Harvard's Peter del Tredici is making waves among scientists and designers, though maybe not yet with ecologists, with his book Wild Urban Plants, briefly reviewed here. He breaks the mold by looking not at a plant's history but at the ecological services it's currently providing in developed landscapes – like cites.
And more recently, Penn State's report on the research results of biologist Tomas Carlo – titled "Invasive Plants Can Create Positive Ecological Change" – is getting lots of attention.
"Among conservation biologists, ecologists, and managers, the default approach is to try to eliminate and root out non-native, invasive shrubs — anything that seems to change an ecosystem," Carlo said. "But the problem is that most native communities already have been changed beyond recognition by humans, and many native species are now rare."
Carlo explained that his team wanted to test whether certain well-established, invasive fruiting species have negative or positive effects on bird and fruiting-plant communities.
When he compared test sites with and without an abundance of Japanese honeysuckle, the honeysuckle proved to be a boon to fruit-eating birds.

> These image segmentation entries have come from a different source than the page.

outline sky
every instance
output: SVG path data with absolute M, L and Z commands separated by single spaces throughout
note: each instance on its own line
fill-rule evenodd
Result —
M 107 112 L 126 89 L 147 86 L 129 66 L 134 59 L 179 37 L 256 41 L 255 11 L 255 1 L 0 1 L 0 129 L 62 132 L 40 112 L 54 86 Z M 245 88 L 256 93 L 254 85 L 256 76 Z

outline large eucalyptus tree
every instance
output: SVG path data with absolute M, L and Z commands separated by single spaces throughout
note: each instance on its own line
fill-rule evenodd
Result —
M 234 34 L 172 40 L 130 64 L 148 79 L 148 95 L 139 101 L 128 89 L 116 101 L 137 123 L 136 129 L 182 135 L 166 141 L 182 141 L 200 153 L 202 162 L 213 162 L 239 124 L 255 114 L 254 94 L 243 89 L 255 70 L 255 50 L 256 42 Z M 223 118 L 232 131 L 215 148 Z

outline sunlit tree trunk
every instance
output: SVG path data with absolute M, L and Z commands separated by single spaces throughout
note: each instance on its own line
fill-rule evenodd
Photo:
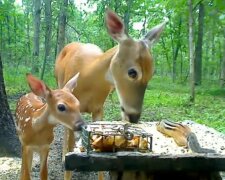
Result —
M 176 48 L 173 51 L 173 82 L 176 81 L 176 76 L 177 76 L 177 57 L 178 53 L 181 47 L 181 42 L 180 42 L 180 34 L 181 34 L 181 24 L 182 24 L 182 19 L 181 17 L 179 18 L 179 24 L 178 24 L 178 32 L 177 32 L 177 43 L 176 43 Z
M 125 30 L 127 34 L 129 33 L 129 23 L 130 23 L 130 14 L 131 14 L 130 11 L 132 9 L 132 3 L 133 3 L 133 0 L 126 0 L 127 8 L 124 14 L 124 25 L 125 25 Z
M 190 101 L 195 101 L 195 80 L 194 80 L 194 26 L 193 26 L 193 1 L 188 0 L 189 7 L 189 58 L 190 58 Z
M 10 112 L 3 78 L 3 65 L 0 54 L 0 152 L 7 155 L 20 155 L 20 142 Z
M 8 54 L 8 58 L 12 59 L 12 53 L 11 53 L 11 50 L 10 50 L 12 40 L 11 40 L 11 34 L 10 34 L 11 29 L 10 29 L 10 17 L 9 17 L 9 15 L 6 15 L 6 26 L 7 26 L 8 47 L 9 47 L 7 54 Z
M 223 60 L 221 63 L 221 73 L 220 73 L 220 86 L 225 87 L 225 28 L 224 28 L 224 48 L 223 48 Z
M 28 58 L 31 59 L 31 39 L 30 39 L 30 12 L 31 12 L 31 7 L 32 5 L 30 3 L 28 3 L 27 1 L 22 1 L 23 3 L 23 6 L 25 7 L 25 10 L 24 10 L 24 15 L 25 15 L 25 28 L 26 28 L 26 52 L 28 53 Z M 26 62 L 27 63 L 27 60 Z
M 202 42 L 204 27 L 204 4 L 199 4 L 198 15 L 198 39 L 195 48 L 195 84 L 200 85 L 202 82 Z
M 39 72 L 39 42 L 40 42 L 40 21 L 41 21 L 41 0 L 33 0 L 34 5 L 34 49 L 32 72 Z
M 58 47 L 57 54 L 61 51 L 61 49 L 65 45 L 65 31 L 66 31 L 66 19 L 67 19 L 67 10 L 68 0 L 61 0 L 60 6 L 60 15 L 59 15 L 59 25 L 58 25 Z
M 41 79 L 44 78 L 46 62 L 49 61 L 50 58 L 51 36 L 52 36 L 51 0 L 45 0 L 45 56 L 41 71 Z

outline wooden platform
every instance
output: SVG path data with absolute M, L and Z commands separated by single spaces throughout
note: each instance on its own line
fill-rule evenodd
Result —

They determined that the abundance of honeysuckle predicted the numbers and diversity of birds within the region and even beyond the region. That is, the honeysuckle and bird communities had formed a relationship known as mutualism — a term that describes how two or more species interact by benefiting mutually from each other's existence.
Carlo argues that it's not only expensive to try to remove invasive plants like honeysuckle – and keep them removed – but it can actually harm the newly formed balance of an ecosystem.
His big take-away? That instead of assuming that introduced species are inherently harmful we should ask: "Are we responding to real threats to nature or to our cultural perception and scientific bias?"
I can just imagine the heated arguments going on in faculty lounges between biologists and ecologists.